I nove, intanto, guariti dalla piaga, dal disonore e dall’esclusione, sono subito rientrati nell’appartenenza e nella sicurezza della Legge. Al sacerdote avranno detto: un Profeta ci ha guariti e ci ha inviati a te. E il sacerdote non ha indagato ulteriormente: se vi ha detto di passare da noi, non è, per ora, un profeta temibile.
Solo uno straniero è riuscito a percepire la novità.
Il tuo evangelista riferisce che tu gli hai detto: la tua fede ti ha salvato.
La fede in Te e non nel Tempio?
Salvato dalla religione e dalla schiavitù della Legge ed ora libero di seguirti, di amare le cose che Tu ami e Te stesso? …mettersi alla tua sequela…
E perché questo evento capita ad uno straniero e non alla gente del tuo popolo eletto?
Forse perché egli, lo straniero, è già fuori dal Tempio?
Lui, unescluso a prescindere dalla lebbra, ti ha riconosciuto.
Un giorno a Giovanni il battista che mandava i suoi discepoli a interrogarti, hai risposto: “andate e riferite a Giovanni: i ciechi recuperano la vista, gli storpi camminano, i lebbrosi sono guariti (Matteo, 11,4). E non aggiungesti altro; l’evocazione di quelle parole degli antichi profeti doveva bastare.

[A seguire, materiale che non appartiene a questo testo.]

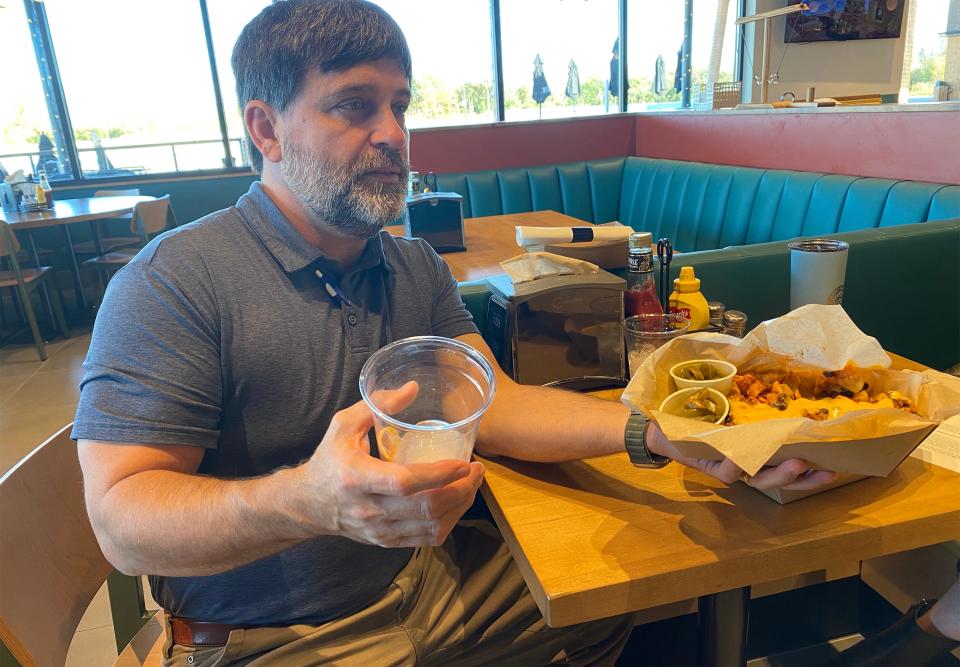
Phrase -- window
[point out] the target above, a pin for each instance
(31, 136)
(452, 61)
(140, 94)
(227, 19)
(573, 42)
(655, 36)
(706, 38)
(925, 52)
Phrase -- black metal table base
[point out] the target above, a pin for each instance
(722, 621)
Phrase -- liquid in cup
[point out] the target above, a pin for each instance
(455, 386)
(818, 270)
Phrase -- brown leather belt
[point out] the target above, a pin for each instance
(199, 633)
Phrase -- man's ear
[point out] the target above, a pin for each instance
(261, 121)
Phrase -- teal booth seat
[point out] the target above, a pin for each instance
(902, 286)
(705, 206)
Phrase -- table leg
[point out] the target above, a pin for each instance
(77, 282)
(44, 295)
(97, 234)
(722, 620)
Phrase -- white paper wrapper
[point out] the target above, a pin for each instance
(813, 336)
(534, 265)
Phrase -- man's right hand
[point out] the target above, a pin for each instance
(345, 491)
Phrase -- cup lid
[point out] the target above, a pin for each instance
(819, 245)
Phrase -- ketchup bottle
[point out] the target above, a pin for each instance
(641, 295)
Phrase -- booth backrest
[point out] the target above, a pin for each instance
(705, 206)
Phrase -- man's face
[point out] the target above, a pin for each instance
(345, 147)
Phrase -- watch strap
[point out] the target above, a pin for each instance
(635, 441)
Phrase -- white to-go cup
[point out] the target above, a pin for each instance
(818, 269)
(455, 386)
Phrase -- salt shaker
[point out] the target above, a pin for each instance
(716, 313)
(734, 323)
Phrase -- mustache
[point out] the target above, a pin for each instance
(381, 158)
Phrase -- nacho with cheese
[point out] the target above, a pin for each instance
(778, 392)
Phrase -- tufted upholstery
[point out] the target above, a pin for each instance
(705, 206)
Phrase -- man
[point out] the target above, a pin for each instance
(229, 348)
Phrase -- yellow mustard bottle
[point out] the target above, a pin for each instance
(687, 300)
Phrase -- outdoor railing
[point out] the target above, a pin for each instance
(237, 150)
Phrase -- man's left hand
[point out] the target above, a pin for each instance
(791, 475)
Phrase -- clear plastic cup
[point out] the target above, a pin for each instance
(455, 386)
(645, 333)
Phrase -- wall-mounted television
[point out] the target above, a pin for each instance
(840, 20)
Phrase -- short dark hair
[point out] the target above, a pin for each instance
(292, 37)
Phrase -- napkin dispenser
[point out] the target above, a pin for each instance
(557, 328)
(437, 218)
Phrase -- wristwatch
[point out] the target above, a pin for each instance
(635, 440)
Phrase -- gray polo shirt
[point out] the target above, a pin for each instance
(220, 335)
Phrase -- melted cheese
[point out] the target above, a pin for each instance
(743, 413)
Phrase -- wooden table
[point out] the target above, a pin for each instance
(492, 239)
(597, 538)
(66, 212)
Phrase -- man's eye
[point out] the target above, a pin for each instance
(353, 105)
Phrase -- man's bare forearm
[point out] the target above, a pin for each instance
(544, 424)
(176, 524)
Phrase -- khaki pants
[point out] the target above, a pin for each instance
(464, 603)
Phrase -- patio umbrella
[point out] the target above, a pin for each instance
(103, 162)
(541, 91)
(573, 81)
(48, 155)
(678, 75)
(659, 76)
(614, 85)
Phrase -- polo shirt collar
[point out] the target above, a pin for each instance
(285, 243)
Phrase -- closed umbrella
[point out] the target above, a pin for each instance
(103, 162)
(541, 91)
(614, 85)
(48, 155)
(678, 75)
(573, 81)
(659, 77)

Ai nove, rientrati nella Legge e nella Religione, le conosciute e venerate parole dei profeti apparivano come suppellettili sacri e preziosi da venerare, ma da lasciare lì, nel Tempio; chiusinel mobiletto dei sacri rotoli delle sacre scritture.
E Tu – sempre più fuori e lontano da tutti i Templi - continui il tuo cammino di profeta del Padre e compagno di strada dello straniero.